What about the smaller towns and countryside spots that became so popular during the pandemic? Well, they’re expected to stabilize. Think of it like a popular vacation spot that had a sudden surge of visitors – eventually, things settle into a more regular pattern, closer to how they were before the boom.
A Global Glance and Host Sentiments
Globally, the picture varies. In 2024, places like Asia and Africa saw a big jump in short-term rental availability (22% and 25% more, respectively). Growth was slower in North America (3%) and Oceania (5%).
Here at home, it seems hosts are feeling pretty hopeful. A report from Key Data, which talked to over 200 STR professionals, found that two-thirds (66%) of them expect to see their revenue grow in 2025. However, they’re also realistic – more than half (55%) think that competition will get tougher.
The Market Matures: What This Means for You
All these signs – slower growth in new rentals, more competition, and a need for smart, data-based decisions – point to one thing: the U.S. short-term rental market is growing up. The “gold rush” days, where new rentals popped up everywhere very quickly, seem to be shifting. Now, we’re moving into a time of more steady, sustainable growth.
This kind of market often works well for hosts who are serious about their rental business – those who run a professional operation, manage their costs well, use data to set their prices, and can keep up with local rules and regulations.
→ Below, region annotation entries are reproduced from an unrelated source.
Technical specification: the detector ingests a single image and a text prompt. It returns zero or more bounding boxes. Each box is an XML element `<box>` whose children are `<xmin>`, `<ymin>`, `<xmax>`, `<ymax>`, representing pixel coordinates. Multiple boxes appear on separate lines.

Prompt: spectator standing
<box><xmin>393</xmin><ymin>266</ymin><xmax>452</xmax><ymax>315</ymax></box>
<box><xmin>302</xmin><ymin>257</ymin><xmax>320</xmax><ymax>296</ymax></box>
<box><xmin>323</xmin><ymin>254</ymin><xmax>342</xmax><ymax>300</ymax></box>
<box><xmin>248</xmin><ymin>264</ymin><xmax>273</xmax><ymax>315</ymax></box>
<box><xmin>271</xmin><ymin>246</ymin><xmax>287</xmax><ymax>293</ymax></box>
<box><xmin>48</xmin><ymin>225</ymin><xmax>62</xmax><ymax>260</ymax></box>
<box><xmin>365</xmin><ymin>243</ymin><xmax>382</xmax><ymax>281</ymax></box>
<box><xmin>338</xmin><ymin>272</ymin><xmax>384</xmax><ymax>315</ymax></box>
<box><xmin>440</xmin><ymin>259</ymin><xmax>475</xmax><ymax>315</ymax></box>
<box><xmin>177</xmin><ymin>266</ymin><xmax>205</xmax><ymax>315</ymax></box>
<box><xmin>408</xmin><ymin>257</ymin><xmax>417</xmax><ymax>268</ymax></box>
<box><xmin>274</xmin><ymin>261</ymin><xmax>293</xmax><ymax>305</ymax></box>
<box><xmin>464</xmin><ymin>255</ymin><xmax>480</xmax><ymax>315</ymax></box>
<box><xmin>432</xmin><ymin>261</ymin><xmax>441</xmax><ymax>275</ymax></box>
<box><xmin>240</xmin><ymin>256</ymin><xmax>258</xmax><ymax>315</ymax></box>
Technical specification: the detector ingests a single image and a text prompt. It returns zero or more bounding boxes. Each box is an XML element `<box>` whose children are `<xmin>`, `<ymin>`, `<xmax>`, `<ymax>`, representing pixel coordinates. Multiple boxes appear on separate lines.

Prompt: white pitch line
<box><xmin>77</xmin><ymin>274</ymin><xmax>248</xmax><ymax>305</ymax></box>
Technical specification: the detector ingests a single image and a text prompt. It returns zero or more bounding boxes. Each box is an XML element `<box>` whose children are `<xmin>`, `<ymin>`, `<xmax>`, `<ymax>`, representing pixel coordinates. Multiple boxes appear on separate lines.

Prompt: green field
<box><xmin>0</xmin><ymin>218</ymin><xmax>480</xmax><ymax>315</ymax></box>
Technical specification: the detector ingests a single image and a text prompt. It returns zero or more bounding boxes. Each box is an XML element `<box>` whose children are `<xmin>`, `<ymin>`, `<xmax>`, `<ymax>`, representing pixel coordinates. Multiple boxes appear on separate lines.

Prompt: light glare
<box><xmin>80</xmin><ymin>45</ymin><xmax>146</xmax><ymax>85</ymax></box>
Speaking of rules, these are becoming a big factor. As we saw with the big cities, regulations that limit new supply can actually help existing, compliant rentals perform better by preventing the market from getting too crowded. This is something folks in places like Austin and Houston, where new rules are being discussed, will want to keep an eye on.
It’s a time of adjustment, but also a time of opportunity for those who are prepared to navigate this evolving landscape with good information and a thoughtful approach. As always, keeping an eye on the data will be key to understanding where the market is heading.